Aalborg: Aalborg Universitetsforlag.


The purpose of this study is to describe and discuss a model for dialogical parent-teacher conferences developed in connection with a 1-year action research project in collaboration between researchers and pedagogical staff in a play room for children with special needs at a Danish integrated daycare centre (day nursery + kindergarten).


The study describes in detail the dialogical action research process which resulted in the development of the dialogical parent-involvement model. Moreover, it discusses the conditions and preconditions for ensuring that cooperation between practitioners and researchers in an action research project is characterised by dialogue and involvement.

The study shows how cooperation between action researchers and early childhood educators results in the development of new routines in the form of a dialogical conversation model, in which the parents of the child and the early childhood educators together set goals for the child in the action plan.
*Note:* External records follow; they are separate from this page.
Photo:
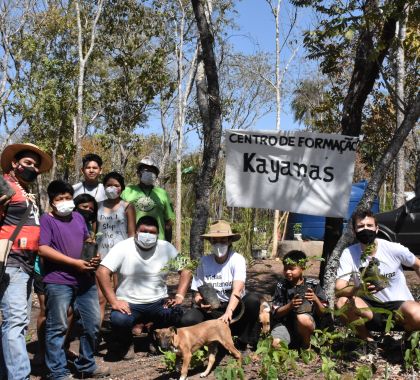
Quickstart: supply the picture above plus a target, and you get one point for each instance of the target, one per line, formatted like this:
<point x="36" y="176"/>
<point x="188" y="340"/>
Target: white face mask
<point x="148" y="178"/>
<point x="112" y="192"/>
<point x="64" y="208"/>
<point x="219" y="249"/>
<point x="146" y="240"/>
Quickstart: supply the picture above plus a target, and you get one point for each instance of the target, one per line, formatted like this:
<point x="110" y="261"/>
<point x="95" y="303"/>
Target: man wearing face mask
<point x="225" y="271"/>
<point x="21" y="164"/>
<point x="142" y="294"/>
<point x="149" y="199"/>
<point x="69" y="282"/>
<point x="359" y="298"/>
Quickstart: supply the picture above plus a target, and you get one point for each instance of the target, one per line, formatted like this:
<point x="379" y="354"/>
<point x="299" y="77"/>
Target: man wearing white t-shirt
<point x="142" y="294"/>
<point x="395" y="297"/>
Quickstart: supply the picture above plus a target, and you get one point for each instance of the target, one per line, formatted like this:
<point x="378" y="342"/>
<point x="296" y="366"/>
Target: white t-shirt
<point x="391" y="257"/>
<point x="141" y="276"/>
<point x="98" y="192"/>
<point x="220" y="276"/>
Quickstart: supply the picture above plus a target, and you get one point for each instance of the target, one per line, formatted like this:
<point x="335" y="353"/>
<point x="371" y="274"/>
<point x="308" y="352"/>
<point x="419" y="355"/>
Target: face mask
<point x="148" y="178"/>
<point x="146" y="240"/>
<point x="219" y="249"/>
<point x="88" y="215"/>
<point x="112" y="192"/>
<point x="366" y="236"/>
<point x="64" y="208"/>
<point x="27" y="173"/>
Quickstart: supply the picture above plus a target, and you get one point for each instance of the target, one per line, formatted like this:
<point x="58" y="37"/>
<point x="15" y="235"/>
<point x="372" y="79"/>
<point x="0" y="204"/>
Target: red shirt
<point x="25" y="245"/>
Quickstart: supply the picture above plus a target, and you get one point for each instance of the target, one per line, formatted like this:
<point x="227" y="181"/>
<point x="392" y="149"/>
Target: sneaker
<point x="99" y="373"/>
<point x="130" y="354"/>
<point x="366" y="348"/>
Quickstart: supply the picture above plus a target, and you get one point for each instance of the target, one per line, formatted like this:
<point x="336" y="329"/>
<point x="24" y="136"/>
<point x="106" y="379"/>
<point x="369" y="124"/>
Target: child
<point x="68" y="283"/>
<point x="91" y="170"/>
<point x="116" y="221"/>
<point x="87" y="206"/>
<point x="297" y="301"/>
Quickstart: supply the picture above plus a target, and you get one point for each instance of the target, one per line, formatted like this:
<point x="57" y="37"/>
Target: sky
<point x="256" y="32"/>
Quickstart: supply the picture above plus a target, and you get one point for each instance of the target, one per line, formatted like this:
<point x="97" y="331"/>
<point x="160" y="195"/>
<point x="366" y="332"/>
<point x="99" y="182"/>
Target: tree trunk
<point x="78" y="122"/>
<point x="399" y="106"/>
<point x="210" y="110"/>
<point x="365" y="71"/>
<point x="410" y="119"/>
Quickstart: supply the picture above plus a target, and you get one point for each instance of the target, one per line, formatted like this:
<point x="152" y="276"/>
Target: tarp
<point x="303" y="172"/>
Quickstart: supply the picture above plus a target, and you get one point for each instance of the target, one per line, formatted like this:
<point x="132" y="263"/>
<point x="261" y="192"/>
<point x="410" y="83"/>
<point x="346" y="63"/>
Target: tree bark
<point x="365" y="72"/>
<point x="210" y="111"/>
<point x="411" y="116"/>
<point x="399" y="107"/>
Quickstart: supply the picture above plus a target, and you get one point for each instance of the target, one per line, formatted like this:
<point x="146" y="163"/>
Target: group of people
<point x="131" y="229"/>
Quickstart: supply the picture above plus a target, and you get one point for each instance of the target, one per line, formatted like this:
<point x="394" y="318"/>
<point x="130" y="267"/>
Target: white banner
<point x="302" y="172"/>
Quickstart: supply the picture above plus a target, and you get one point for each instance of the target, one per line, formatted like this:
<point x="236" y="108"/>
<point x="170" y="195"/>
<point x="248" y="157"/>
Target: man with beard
<point x="384" y="287"/>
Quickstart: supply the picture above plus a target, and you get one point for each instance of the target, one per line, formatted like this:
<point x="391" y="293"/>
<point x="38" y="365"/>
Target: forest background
<point x="127" y="78"/>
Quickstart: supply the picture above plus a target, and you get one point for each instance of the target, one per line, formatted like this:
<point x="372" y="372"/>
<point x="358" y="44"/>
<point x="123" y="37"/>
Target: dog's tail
<point x="241" y="312"/>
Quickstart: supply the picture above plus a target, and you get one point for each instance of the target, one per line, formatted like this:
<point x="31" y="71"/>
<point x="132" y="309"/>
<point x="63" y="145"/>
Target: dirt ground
<point x="262" y="278"/>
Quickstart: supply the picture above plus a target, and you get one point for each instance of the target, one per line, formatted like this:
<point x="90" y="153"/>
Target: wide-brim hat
<point x="220" y="229"/>
<point x="10" y="152"/>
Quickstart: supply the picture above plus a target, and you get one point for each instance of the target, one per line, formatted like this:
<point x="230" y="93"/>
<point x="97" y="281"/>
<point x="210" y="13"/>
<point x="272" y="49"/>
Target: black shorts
<point x="378" y="322"/>
<point x="39" y="286"/>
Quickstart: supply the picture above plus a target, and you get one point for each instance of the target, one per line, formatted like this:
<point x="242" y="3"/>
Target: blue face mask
<point x="146" y="240"/>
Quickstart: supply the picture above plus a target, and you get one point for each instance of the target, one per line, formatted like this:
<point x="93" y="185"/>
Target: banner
<point x="302" y="172"/>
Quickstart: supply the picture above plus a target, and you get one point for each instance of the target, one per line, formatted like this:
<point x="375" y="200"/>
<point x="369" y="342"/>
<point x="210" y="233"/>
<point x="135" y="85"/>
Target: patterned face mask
<point x="146" y="240"/>
<point x="112" y="192"/>
<point x="148" y="178"/>
<point x="219" y="249"/>
<point x="64" y="208"/>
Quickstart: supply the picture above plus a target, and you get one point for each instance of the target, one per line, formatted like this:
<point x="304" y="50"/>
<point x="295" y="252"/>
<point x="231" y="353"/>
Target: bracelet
<point x="180" y="296"/>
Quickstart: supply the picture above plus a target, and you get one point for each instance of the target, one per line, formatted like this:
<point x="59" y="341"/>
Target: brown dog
<point x="264" y="316"/>
<point x="186" y="340"/>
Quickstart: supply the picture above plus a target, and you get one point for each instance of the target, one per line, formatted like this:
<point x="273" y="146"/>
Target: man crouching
<point x="142" y="293"/>
<point x="374" y="267"/>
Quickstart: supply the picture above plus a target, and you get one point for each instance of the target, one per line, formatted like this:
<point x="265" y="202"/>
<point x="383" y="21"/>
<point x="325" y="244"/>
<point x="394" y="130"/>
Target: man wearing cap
<point x="149" y="199"/>
<point x="225" y="271"/>
<point x="21" y="164"/>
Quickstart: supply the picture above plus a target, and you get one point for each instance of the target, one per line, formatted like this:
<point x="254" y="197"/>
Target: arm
<point x="310" y="295"/>
<point x="343" y="289"/>
<point x="103" y="274"/>
<point x="416" y="266"/>
<point x="185" y="277"/>
<point x="55" y="256"/>
<point x="237" y="289"/>
<point x="131" y="220"/>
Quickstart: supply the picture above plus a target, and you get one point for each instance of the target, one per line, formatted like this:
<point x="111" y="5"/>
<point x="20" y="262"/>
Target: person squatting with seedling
<point x="298" y="303"/>
<point x="142" y="293"/>
<point x="370" y="275"/>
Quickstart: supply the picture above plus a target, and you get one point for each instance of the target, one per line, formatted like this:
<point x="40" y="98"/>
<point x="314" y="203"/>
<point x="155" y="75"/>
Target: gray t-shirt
<point x="98" y="192"/>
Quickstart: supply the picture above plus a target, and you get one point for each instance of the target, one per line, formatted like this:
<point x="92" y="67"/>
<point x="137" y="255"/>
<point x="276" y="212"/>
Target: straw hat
<point x="10" y="152"/>
<point x="221" y="228"/>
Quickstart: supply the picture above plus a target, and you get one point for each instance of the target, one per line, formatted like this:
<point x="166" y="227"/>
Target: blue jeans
<point x="15" y="306"/>
<point x="150" y="312"/>
<point x="58" y="299"/>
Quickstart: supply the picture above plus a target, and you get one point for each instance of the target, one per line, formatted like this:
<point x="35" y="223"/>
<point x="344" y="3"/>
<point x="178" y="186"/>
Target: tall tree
<point x="399" y="65"/>
<point x="210" y="110"/>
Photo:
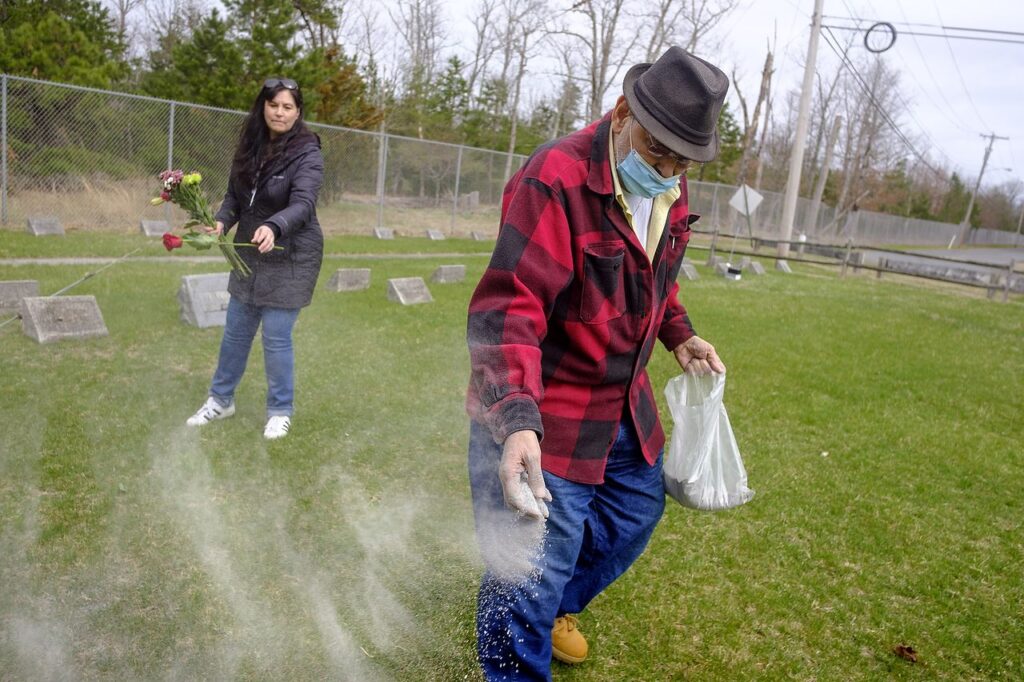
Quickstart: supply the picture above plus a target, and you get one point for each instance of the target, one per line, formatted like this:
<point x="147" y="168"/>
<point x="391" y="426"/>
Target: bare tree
<point x="751" y="123"/>
<point x="321" y="20"/>
<point x="683" y="23"/>
<point x="484" y="42"/>
<point x="169" y="23"/>
<point x="604" y="37"/>
<point x="421" y="29"/>
<point x="524" y="22"/>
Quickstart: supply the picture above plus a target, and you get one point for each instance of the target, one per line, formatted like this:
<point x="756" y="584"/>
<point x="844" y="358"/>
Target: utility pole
<point x="797" y="156"/>
<point x="1020" y="221"/>
<point x="819" y="188"/>
<point x="966" y="225"/>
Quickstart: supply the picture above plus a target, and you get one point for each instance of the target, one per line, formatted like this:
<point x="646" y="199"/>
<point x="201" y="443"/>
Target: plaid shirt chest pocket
<point x="678" y="237"/>
<point x="603" y="295"/>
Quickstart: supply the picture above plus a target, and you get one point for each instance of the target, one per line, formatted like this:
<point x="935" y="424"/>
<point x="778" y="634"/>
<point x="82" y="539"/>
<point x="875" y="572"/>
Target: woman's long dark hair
<point x="255" y="146"/>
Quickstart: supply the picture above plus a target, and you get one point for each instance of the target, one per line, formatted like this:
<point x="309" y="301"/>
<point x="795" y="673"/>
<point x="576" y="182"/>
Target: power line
<point x="928" y="26"/>
<point x="961" y="76"/>
<point x="833" y="43"/>
<point x="935" y="35"/>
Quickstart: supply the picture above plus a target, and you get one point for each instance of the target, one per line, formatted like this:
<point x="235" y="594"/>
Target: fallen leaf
<point x="905" y="652"/>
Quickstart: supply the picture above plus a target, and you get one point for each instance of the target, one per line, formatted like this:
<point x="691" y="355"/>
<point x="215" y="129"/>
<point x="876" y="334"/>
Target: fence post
<point x="846" y="257"/>
<point x="455" y="198"/>
<point x="381" y="175"/>
<point x="170" y="156"/>
<point x="3" y="148"/>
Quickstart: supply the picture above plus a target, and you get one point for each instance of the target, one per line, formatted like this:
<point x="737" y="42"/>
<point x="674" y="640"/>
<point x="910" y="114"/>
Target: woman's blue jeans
<point x="593" y="535"/>
<point x="279" y="355"/>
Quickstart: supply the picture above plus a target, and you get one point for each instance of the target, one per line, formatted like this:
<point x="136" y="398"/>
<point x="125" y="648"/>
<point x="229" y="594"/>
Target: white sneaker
<point x="276" y="427"/>
<point x="210" y="411"/>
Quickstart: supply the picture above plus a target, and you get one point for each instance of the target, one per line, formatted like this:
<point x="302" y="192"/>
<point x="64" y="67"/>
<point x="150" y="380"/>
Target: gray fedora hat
<point x="678" y="99"/>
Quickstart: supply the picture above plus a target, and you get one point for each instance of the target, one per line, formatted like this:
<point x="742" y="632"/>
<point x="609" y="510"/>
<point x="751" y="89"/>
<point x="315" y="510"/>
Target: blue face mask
<point x="639" y="177"/>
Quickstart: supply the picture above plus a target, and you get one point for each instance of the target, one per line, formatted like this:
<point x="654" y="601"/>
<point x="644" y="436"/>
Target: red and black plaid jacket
<point x="565" y="317"/>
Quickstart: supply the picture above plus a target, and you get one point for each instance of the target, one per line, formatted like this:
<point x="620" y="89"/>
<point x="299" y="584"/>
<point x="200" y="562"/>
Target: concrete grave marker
<point x="54" y="318"/>
<point x="155" y="227"/>
<point x="470" y="201"/>
<point x="41" y="225"/>
<point x="349" y="279"/>
<point x="204" y="299"/>
<point x="727" y="270"/>
<point x="449" y="273"/>
<point x="13" y="291"/>
<point x="409" y="291"/>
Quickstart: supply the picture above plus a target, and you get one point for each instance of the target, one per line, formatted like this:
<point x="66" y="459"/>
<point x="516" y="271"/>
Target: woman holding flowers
<point x="271" y="197"/>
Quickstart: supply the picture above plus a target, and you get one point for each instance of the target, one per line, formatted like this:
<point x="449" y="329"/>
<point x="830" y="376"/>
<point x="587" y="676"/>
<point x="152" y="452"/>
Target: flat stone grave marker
<point x="54" y="318"/>
<point x="449" y="273"/>
<point x="13" y="291"/>
<point x="204" y="299"/>
<point x="727" y="270"/>
<point x="42" y="225"/>
<point x="470" y="201"/>
<point x="349" y="279"/>
<point x="409" y="291"/>
<point x="155" y="227"/>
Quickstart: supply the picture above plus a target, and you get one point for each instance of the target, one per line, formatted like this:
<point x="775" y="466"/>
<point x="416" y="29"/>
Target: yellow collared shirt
<point x="659" y="208"/>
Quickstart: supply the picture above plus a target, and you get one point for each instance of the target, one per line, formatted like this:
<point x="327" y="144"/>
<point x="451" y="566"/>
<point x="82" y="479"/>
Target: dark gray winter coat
<point x="285" y="199"/>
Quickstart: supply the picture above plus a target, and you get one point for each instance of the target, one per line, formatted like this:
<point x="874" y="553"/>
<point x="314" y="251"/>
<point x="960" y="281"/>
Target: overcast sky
<point x="955" y="90"/>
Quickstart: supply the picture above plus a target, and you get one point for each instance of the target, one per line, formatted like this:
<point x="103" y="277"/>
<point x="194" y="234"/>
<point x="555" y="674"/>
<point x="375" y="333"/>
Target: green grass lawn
<point x="881" y="425"/>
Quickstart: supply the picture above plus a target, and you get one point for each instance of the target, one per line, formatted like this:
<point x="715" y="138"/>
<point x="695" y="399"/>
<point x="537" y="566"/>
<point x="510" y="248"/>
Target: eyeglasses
<point x="284" y="82"/>
<point x="659" y="151"/>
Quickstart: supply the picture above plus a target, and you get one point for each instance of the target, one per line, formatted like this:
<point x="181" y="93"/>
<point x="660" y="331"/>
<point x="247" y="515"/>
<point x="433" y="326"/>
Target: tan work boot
<point x="567" y="644"/>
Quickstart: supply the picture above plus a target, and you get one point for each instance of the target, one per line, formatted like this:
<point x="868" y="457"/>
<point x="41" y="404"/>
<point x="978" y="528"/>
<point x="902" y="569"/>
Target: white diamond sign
<point x="745" y="200"/>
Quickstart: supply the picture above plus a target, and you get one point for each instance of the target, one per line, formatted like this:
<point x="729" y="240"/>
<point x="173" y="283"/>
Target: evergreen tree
<point x="69" y="41"/>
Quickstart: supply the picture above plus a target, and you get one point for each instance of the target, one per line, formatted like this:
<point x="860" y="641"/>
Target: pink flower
<point x="172" y="242"/>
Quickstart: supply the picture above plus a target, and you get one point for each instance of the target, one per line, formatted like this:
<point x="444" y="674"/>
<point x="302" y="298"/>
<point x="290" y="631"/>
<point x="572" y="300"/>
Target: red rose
<point x="172" y="242"/>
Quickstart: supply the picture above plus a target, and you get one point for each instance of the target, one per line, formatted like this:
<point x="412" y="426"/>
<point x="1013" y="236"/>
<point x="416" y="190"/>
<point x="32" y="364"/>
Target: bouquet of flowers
<point x="183" y="189"/>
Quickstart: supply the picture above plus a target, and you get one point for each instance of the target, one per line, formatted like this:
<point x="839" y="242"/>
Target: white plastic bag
<point x="702" y="469"/>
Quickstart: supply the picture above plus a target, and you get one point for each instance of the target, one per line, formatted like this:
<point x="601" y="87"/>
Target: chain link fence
<point x="90" y="158"/>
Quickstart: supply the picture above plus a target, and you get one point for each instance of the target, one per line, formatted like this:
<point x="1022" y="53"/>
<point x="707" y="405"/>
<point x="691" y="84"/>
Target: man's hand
<point x="697" y="356"/>
<point x="263" y="239"/>
<point x="521" y="455"/>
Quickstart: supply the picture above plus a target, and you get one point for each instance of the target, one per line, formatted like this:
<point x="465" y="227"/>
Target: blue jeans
<point x="279" y="355"/>
<point x="594" y="534"/>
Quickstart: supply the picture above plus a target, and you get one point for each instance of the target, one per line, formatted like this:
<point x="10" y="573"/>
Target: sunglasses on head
<point x="283" y="82"/>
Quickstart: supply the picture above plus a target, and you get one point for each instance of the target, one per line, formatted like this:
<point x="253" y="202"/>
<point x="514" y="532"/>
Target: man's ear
<point x="620" y="114"/>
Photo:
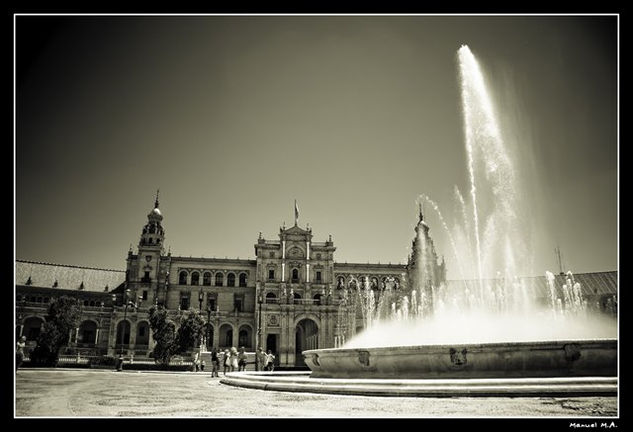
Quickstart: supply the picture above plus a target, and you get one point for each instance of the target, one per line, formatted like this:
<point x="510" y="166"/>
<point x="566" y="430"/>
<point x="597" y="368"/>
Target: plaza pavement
<point x="150" y="394"/>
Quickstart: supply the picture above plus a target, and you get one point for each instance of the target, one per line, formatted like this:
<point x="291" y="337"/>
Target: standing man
<point x="19" y="352"/>
<point x="260" y="359"/>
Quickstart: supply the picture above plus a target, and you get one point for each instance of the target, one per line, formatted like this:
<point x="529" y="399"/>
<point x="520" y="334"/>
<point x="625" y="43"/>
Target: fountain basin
<point x="565" y="358"/>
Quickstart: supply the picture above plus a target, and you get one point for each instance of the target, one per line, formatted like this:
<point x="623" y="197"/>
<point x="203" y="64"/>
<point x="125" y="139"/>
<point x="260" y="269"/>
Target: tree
<point x="164" y="334"/>
<point x="190" y="332"/>
<point x="63" y="317"/>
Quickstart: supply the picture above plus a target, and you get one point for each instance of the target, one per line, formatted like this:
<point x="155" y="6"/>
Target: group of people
<point x="265" y="361"/>
<point x="234" y="360"/>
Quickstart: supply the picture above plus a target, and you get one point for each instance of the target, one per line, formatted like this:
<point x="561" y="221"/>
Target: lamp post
<point x="258" y="342"/>
<point x="208" y="333"/>
<point x="200" y="298"/>
<point x="126" y="296"/>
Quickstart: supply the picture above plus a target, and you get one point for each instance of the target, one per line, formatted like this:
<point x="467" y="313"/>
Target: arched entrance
<point x="210" y="331"/>
<point x="122" y="334"/>
<point x="226" y="336"/>
<point x="245" y="337"/>
<point x="306" y="337"/>
<point x="32" y="328"/>
<point x="87" y="334"/>
<point x="142" y="335"/>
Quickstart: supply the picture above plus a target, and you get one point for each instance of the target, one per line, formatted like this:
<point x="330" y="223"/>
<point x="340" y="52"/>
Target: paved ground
<point x="107" y="393"/>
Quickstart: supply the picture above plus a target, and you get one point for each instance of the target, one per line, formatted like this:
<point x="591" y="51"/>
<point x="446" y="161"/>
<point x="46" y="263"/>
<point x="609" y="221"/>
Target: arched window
<point x="340" y="284"/>
<point x="271" y="298"/>
<point x="243" y="339"/>
<point x="297" y="298"/>
<point x="374" y="283"/>
<point x="195" y="278"/>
The model was developed, tested and adjusted through discussions at the meetings between early childhood educators and action researchers and through pilot testing among some of the parents. Finally the model was put into use permanently. The study points out that the model is not a static tool, but will be changed and adjusted regularly following pedagogical considerations. In the dialogical conversation model, the early childhood educators do not present pre-set goals for the child from the action plan meeting. Instead the parents are asked to set goals for their child which they themselves consider important. The parents write one goal at a time on a post-it note, and together with the early childhood educators they find out to which of the six overall (and defined by the early childhood educators) categories the individual goal belongs. The six categories are: self-reliance (e.g. with regard to daily routines and tasks), social skills (e.g. play, body awareness and emotional development), communication (e.g. communication skills and pronunciation), motor coordination (e.g. senses, fine and gross motor skills), cognitive skills (e.g. knowledge and understanding of the surrounding world) and behaviour (e.g. stereotyping and inappropriate behaviour). Parents and early childhood educators then prioritise together the goals and define each goal as either long-term or short-term. Moreover, early childhood educators and parents clarify the allocation of responsibilities in connection with the individual goals, including whether the parents have persons in their network who could be involved (e.g. grandparents).

The model created a greater understanding and improved cooperation between parents and early childhood educators. However, the author also reflects on the paradox that the early childhood educators' wish for the parents to be involved can potentially burden parents in situations where they do not want to, or are not able to be involved. This is a paradox which also applies in the relationship between the action researcher and the early childhood educators. The study concludes that being taken seriously is crucial for action research projects to succeed.


This study is an action research project, in which the author collaborated with a team of early childhood educators for children with special needs who work in a play room for children with special needs at an integrated daycare centre. The project ran from March 2011 to March 2012 and consisted of an introductory meeting with the manager of the institution, an introductory meeting with the staff group, and subsequently seven three-hour development meetings held at 1½-month intervals with the team of specialists. At the meetings, the participants discussed how to optimise the early childhood educators' routines at action-plan meetings, and how to reach common understandings and decisions which made sense to all of them. All seven meetings were recorded on tape, and after each meeting, one of the researchers prepared a summary of the decisions taken. Between the meetings, the early childhood educators tested the suggestions for change in practice through role playing and pilot conferences with the parents. After preparing the final model for involving the parents, all the early childhood educators involved and the management of the institution were interviewed about their experience of the process. Moreover, four parents were interviewed about their experience regarding the new parent-involvement model.


Bloch-Poulsen, J. (2013). Dialogiske forældresamtaler - alle vil jo gerne inddrages? Aalborg: Aalborg Universitetsforlag.